Not good. At least Tenacity should work on this one.


----------



## Greendoc (Mar 24, 2018)

Green said:


> Not good. At least Tenacity should work on this one.


Only aquatic label Glyphosate is approved near the waterways. I know of several non Glyphosate grass herbicides, but none of them are allowed near water. I never thought this would be a problem, but reading the entire article and seeing the pictures of the Bent growing into the ditches. What a mess.


----------



## Green (Dec 24, 2017)

Greendoc said:


> Green said:
> 
> 
> > Not good. At least Tenacity should work on this one.
> ...


Yeah, that's really not good if no herbicides are used in those areas.
By the way, I wonder what crops other than corn, Mesotrione is used on, and whether it would even work on the roundup resistant bentgrass.
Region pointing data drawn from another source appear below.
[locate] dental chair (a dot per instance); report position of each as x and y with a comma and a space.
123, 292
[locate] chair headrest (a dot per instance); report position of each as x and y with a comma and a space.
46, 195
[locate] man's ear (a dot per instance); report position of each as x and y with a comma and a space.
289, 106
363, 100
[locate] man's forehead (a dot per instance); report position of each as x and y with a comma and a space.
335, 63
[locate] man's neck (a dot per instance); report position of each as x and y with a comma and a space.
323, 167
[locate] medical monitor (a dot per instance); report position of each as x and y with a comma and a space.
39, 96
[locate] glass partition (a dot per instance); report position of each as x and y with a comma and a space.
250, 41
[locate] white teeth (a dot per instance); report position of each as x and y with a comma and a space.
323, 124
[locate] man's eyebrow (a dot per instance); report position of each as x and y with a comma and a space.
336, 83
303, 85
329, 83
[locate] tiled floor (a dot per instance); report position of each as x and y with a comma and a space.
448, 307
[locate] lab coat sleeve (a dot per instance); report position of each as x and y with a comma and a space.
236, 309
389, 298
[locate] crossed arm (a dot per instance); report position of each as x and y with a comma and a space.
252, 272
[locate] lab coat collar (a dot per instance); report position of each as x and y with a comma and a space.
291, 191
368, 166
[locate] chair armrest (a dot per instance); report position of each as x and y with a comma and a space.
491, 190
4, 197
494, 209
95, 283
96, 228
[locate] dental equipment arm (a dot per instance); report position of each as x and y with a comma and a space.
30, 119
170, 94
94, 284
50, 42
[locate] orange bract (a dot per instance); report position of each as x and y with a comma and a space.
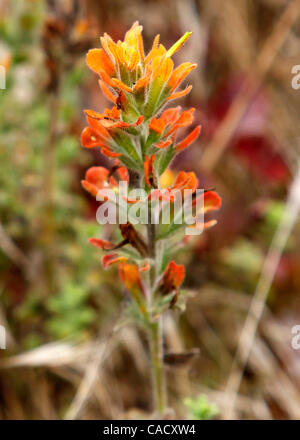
124, 66
173, 276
I know it's such a small part of the solution, but it's still something I hope is useful.


----------



## Greendoc (Mar 24, 2018)

As far as I know, Mesotrione is sold as Calisto for AG use. Cranberries, Asparagus, Blueberries, and Sugarcane are the ones I know off of the top of my head. In tree crops, farmers are allowed to use Paraquat + Simazine or Paraquat + Diuron. For the field crops such as Soybeans, Vegetables, and Cotton, a common product is either Sethoxydim or Clethodim. Grass killers. Again, other herbicides that would work are specifically prohibited for usage near water.


----------



## Greenrebellion (Jun 13, 2018)

I formerly wished for roundup ready KBG but then after reading about the Bentgrass issue a year or two back I realized that it was probably a bad idea. I believe glyphosate resistant KBG was in development at some point, not sure if it is still in process.


----------



## social port (Jun 19, 2017)

@Greenrebellion 
You may find this interesting
https://thelawnforum.com/viewtopic.php?f=9&t=1459&p=27047&hilit=Round+up+bluegrass#p27047


----------



## Greenrebellion (Jun 13, 2018)

social port said:


> @Greenrebellion
> You may find this interesting
> https://thelawnforum.com/viewtopic.php?f=9&t=1459&p=27047&hilit=Round+up+bluegrass#p27047


wow, scary


----------



## Green (Dec 24, 2017)

Greenrebellion said:


> I believe glyphosate resistant KBG was in development at some point, not sure if it is still in process.


Tall Fescue, too, I heard a few years ago.


----------